Ada media yang menghubung-hubungkan perayaan hari ibu dengan jejak upacara kaum pagan. Di beberapa negara di Eropa dan Timur Tengah, Mother’s Day terhubung dengan kebiasaan memuja Dewi Rhea, istri Dewa Kronus dan ibu para dewa dalam sejarah Yunani kuno. Sehingga di negara-negara tersebut, peringatan Mother’s Day jatuh pada bulan Maret.

Lalu media yang mengutip itu membuat konklusi bahwa hari ibu setara dengan hari yang tidak bermanfaat seperti April Mop, hari Valentine, Tahun Baru, dll.

Kalau benar faktanya seperti itu yang terjadi di beberapa negara, di Indonesia malah tidak.
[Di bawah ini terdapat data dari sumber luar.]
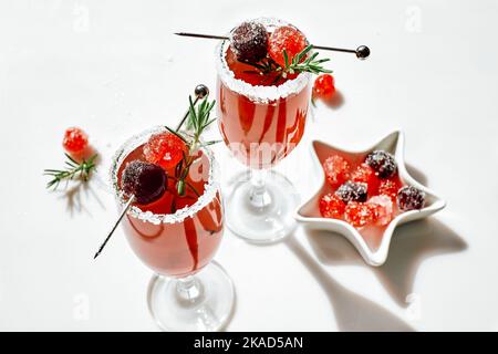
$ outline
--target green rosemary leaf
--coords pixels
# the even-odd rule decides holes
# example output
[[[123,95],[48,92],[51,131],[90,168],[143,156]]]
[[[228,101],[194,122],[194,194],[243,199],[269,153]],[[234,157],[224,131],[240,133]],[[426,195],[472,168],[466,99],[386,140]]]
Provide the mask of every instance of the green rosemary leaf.
[[[174,129],[172,129],[168,126],[164,126],[169,133],[175,134],[176,136],[178,136],[185,144],[188,144],[188,140],[181,136],[181,134],[179,134],[178,132],[175,132]]]
[[[72,180],[75,177],[89,180],[93,169],[95,169],[95,159],[97,154],[90,157],[87,160],[77,163],[69,154],[65,154],[68,160],[65,162],[66,169],[44,169],[43,175],[52,177],[46,183],[46,188],[56,189],[62,180]]]

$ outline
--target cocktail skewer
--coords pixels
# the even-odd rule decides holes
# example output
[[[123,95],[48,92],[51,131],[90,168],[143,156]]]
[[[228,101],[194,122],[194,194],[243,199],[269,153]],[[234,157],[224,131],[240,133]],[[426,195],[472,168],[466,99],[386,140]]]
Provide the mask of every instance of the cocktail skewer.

Hari ibu di negara ini berawal dari pembukaan Kongres Perempuan Indonesia yang pertama, yang digelar dari 22 hingga 25 Desember 1928. Kongres Perempuan Indonesia ini bahkan diikuti oleh organisasi wanita Muhammadiyah, Aisjiah. Kemudian Presiden Soekarno menerbitkan Dekrit Presiden No. 316 thn. 1953 untuk meresmikan hari ibu sebagai hari nasional. Tanggal tersebut dipilih untuk merayakan semangat wanita Indonesia dan untuk meningkatkan kesadaran berbangsa dan bernegara.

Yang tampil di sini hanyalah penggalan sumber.